Styles of graffiti range from relatively simple scribbles or ‘tags’ or signatures to rather complex, unique images. The creation of graffiti often involves the use of spray paint, marker pens and stencils, and sometimes acid solutions or sharp instruments, such as keys or knives, to mark surfaces. Whilst graffiti has become increasingly widespread, particularly in large cities like New York, Berlin or London, since the mid-1970s to 1980s, graffiti has a long history. The word ‘graffiti’ is based on the Italian word graffio (‘scratch’) and started being used in the English language in the mid nineteenth century to refer to informal engravings found on ancient vases, walls, flagstone paving and rocks from Ancient Greece and Rome. However, more recently ‘graffiti’ has been used to refer to both engravings and paintings (singular and plural). The term is now generally used to refer to ‘any form of unofficial, unsanctioned application of a medium onto a surface’ (Lewisohn, 2008, p. 15; see also Chilvers and Glaves-Smith, 2013; Cresswell, 2010; Langdon, 2010).

If you enter ‘graffiti’ as a search item into an internet search engine, such as Google, and explore only two or three of the links that come up, you will see that there are many different types of graffiti.

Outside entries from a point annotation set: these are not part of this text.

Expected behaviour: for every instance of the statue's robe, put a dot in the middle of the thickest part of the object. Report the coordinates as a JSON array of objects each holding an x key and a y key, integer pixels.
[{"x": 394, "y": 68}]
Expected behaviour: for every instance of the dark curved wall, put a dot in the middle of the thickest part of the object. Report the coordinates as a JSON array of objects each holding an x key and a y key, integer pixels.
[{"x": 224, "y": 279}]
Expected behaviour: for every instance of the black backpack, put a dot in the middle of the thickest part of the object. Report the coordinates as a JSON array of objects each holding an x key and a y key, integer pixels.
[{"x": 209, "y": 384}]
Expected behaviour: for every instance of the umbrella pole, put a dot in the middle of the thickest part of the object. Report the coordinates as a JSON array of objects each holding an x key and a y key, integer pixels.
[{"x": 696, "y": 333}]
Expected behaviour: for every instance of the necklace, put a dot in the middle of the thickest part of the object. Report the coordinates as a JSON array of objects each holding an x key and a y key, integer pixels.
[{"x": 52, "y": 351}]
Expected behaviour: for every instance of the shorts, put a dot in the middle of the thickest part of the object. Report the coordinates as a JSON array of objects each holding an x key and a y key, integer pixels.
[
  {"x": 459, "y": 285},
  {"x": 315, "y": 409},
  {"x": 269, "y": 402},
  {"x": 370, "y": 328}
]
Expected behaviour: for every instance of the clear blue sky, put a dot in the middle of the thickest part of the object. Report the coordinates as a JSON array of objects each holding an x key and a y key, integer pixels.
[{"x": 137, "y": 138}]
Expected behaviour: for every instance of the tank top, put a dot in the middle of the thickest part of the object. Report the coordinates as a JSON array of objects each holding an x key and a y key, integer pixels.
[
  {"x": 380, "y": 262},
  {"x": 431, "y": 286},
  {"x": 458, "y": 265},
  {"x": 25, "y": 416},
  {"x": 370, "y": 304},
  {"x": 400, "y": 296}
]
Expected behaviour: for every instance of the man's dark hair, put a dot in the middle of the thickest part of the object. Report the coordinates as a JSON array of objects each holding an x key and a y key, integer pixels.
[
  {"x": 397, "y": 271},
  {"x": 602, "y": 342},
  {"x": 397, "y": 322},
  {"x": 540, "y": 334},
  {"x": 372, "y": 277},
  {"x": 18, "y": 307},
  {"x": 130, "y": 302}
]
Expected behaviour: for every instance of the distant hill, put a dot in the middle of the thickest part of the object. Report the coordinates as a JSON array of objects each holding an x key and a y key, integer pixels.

There is not only a wide range of different forms and styles of graffiti; perceptions of graffiti are also very varied. They can range from the celebration of graffiti as ‘street art’ to its condemnation as vandalism. This course will introduce you to different examples of graffiti and arguments for and against the perception of graffiti as a form of art or as vandalism. Futhermore, you will explore how graffiti has been used as a form of communication and as an articulation of protest.